Darren Aronofsky, farklı yaşam tarzlarına ve takıntılı karakterlere yabancı değildir. Tam tersine, onların etrafında bir kariyer inşa etmiştir. İlk uzun metrajlı filmi Pi (1998), matematiksel bir denklem hakkındaki fikirleri çeşitli komplolara ve kendi kendini yok etmeye yol açan paranoyak bir teorisyeni konu alır. Bir sporcunun performatif sporuna olan cezalandırıcı bağlılığı The Wrestler (2008) veya bir dansçının zanaatına yıkıcı bağlılığını konu aldığı Black Swan (2010) gibi filmlerinde de aşırı bakış açılarına sahip karakterleri işlemiştir. Aronofsky, karakterlerinin psikolojik eziyetlerini, fiziksel ıstıraplarıyla eş değer tutar ve bunları sert, cesur ve bazen pervasızca tezahür ettirir. Aronofsky, aynı doğrultuda devam ederek Samuel D. Hunter tarafından yazılmış tiyatro oyununu beyaz perdeye uyarlar ve yıllar önce partnerini kaybettikten sonra depresyona giren, aşırı yemek yiyen bir İngilizce öğretmeni Charlie’yi odağına alır.
Obezitesiyle ve yalnızlığıyla sürekli bir mücadele hâlinde olan Charlie, bir gün şiddetli göğüs ağrısıyla birlikte ölümle burun buruna gelir. Tam o anda ilginç bir şekilde kapı çalar. Kiliseye bağlı gibi görünen bir yapı olan New Life’ın fikirlerini yaymak için gelen misyoner Thomas, Charlie’yi ölümün eşiğinde bulur. Artık hayatta son dakikalarını yaşadığını düşünen Charlie, Thomas’tan Moby Dick hakkında bir pasajı yüksek sesle okumasını ister. Thomas bunun nedenini anlamasa da Charlie’nin isteğini yerine getirir. Bu yaşananların ardından onunla ilgilenecek kişi ise Charlie’nin tek arkadaşı olan hemşire Liz olur. Liz, Charlie’yi ne kadar sevse ve onun iyiliğini istese de, hikâyenin devamında onun ölüme adım adım yaklaşan yolculuğunu pasif bir şekilde izler, ona yiyecek vermeye devam eder. Bölüm geçtikten sonra Charlie, sonunun yaklaştığı düşüncesiyle birlikte, yıllar sonra ilk defa kızı Ellie’yi aramaya karar verir.Filmin neredeyse tamamı Charlie’nin dairesinde, klostrofobik bir mekânla çerçevelenmiş olarak ilerler. Nitekim bu, film yapımcılarının mekânsal ve varoluşsal yabancılaşmayı uyandırmak için sıkça başvurdukları bir taktiktir. Görüntü yönetmeni Matthew Libatique’in dairedeki akıcı manevraları hiçbir zaman dikkatleri üzerine çekmez. Ancak renk paleti kirli ve kasvetli atmosferi yansıtacak bir yerde görünür. Dışarısı bulutlu bir gökyüzüyle çevrelenmiş ve pek de neşeli olmayan yağmurla iyice kasvetlendirilmiştir. Dairenin asık suratlı ortamı, Charlie’nin vücuduna aktif olarak zehir enjekte ediyormuş gibi tükettiği ve acısını kompulsif yemek yeme yoluyla dindirmeye çalıştığı yiyecek depolarıyla vurgulanır.

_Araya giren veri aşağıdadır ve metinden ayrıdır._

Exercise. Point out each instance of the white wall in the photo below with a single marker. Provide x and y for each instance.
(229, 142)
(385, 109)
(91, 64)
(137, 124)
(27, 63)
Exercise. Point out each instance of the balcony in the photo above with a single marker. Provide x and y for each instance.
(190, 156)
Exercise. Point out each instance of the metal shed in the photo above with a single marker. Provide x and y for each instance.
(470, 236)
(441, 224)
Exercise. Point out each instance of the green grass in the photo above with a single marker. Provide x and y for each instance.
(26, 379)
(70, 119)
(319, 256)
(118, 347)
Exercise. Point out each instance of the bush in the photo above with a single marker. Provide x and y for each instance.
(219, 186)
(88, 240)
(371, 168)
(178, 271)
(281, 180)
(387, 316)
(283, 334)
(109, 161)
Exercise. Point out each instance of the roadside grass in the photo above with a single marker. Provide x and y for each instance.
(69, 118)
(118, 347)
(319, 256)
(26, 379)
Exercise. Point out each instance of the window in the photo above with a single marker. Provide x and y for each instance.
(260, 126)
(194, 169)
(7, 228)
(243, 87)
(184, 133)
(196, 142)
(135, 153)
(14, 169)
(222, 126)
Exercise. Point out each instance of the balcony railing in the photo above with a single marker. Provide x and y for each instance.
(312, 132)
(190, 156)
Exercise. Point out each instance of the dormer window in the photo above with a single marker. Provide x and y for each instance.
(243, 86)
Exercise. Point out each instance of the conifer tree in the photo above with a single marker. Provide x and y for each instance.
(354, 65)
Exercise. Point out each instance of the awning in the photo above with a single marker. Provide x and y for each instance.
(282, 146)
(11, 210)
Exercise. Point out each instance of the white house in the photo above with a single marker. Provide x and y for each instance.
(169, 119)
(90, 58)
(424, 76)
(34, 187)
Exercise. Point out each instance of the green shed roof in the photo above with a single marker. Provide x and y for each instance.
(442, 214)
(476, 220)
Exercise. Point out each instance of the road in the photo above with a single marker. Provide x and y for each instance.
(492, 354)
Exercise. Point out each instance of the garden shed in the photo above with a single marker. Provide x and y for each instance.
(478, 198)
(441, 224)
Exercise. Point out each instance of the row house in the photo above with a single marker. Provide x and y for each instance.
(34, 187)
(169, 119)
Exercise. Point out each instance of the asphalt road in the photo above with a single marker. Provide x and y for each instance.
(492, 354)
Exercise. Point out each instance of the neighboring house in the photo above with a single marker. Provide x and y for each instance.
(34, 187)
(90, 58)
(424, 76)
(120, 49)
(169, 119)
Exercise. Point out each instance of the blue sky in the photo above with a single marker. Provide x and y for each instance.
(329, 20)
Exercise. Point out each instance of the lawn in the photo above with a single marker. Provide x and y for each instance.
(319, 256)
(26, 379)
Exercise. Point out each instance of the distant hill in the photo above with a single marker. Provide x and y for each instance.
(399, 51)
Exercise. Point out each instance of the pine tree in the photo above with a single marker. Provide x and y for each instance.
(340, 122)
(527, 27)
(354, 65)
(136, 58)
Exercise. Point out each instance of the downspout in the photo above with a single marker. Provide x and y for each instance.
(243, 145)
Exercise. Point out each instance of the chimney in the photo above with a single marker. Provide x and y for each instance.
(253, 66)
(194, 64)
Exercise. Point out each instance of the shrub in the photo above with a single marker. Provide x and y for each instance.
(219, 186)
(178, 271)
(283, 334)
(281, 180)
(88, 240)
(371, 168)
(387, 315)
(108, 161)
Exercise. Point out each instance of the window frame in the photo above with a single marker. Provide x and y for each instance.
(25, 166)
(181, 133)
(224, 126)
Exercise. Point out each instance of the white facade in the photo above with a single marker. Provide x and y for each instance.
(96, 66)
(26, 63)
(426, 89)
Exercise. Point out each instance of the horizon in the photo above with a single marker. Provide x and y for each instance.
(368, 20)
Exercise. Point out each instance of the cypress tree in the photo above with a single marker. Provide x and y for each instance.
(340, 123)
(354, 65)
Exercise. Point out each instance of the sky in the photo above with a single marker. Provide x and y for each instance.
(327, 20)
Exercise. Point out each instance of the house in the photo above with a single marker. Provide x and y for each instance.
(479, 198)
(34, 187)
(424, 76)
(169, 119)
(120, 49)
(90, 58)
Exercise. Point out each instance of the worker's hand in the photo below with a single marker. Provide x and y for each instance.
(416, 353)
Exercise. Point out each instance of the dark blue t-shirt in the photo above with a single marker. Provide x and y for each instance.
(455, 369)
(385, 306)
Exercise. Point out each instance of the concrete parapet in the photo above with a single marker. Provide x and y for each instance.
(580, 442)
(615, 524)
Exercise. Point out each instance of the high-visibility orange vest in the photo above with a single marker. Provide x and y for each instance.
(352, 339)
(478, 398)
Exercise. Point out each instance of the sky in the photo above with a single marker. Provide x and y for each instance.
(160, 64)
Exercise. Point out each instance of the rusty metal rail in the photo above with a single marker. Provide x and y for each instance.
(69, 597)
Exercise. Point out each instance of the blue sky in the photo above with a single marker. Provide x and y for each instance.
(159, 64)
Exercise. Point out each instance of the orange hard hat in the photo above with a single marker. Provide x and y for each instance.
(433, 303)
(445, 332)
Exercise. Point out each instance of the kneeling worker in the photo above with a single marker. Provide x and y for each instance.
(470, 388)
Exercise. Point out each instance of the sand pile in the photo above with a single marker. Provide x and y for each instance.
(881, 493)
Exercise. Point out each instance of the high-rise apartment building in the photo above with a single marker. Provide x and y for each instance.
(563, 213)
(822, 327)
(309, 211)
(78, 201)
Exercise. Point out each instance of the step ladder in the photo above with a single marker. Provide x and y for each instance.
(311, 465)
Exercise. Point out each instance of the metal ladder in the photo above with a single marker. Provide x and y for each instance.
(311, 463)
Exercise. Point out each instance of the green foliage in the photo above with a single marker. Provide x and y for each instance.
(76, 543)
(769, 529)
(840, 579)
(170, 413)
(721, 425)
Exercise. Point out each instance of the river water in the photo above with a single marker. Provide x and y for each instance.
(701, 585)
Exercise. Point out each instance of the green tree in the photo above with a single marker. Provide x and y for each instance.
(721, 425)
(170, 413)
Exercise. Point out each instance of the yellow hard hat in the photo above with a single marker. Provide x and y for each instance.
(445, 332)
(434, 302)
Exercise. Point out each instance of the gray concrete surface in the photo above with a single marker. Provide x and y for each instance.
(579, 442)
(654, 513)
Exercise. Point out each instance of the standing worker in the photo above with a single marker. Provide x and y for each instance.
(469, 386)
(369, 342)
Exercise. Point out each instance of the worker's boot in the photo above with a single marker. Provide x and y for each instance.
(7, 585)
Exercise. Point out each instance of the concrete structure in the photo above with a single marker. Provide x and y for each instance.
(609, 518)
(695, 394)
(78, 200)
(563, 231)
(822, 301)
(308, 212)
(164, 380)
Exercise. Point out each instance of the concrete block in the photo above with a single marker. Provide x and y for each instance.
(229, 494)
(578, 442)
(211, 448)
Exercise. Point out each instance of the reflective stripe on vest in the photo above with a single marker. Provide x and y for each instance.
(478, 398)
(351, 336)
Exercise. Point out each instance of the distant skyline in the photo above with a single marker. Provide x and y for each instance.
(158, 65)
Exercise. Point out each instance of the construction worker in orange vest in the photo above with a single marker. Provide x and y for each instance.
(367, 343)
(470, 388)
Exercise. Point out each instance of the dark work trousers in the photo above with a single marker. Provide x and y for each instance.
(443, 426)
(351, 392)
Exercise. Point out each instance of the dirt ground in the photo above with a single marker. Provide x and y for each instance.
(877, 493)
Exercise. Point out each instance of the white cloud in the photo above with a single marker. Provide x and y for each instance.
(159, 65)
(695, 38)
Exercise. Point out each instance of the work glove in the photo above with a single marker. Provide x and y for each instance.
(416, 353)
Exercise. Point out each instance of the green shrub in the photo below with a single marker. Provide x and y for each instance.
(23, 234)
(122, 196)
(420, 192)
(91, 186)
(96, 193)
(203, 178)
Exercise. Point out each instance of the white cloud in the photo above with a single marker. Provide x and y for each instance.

“Suçluluk” duygusu film boyunca farklı durumlar aracılığıyla yankılanır: Charlie; kızını sekiz yaşındayken terk ettiğinde, sevgilisi Alan’ı kurtaramadığında, aşırı yemek yiyerek kendine zarar verdiğinde hep suçluluk duygusuyla yüzleşir. Genel olarak suçluluk, film boyunca birçok kez ana karakterlerin çoğu tarafından gösterilir. Kiliseden para çaldığını kabul eden ve o zamandan beri ailesinin “gazabından” korunmak için kaçan Thomas ya da kızları Ellie’nin nasıl olduğu konusunda büyük payı olduğunu düşünen, Charlie’nin eski karısı Mary gibi.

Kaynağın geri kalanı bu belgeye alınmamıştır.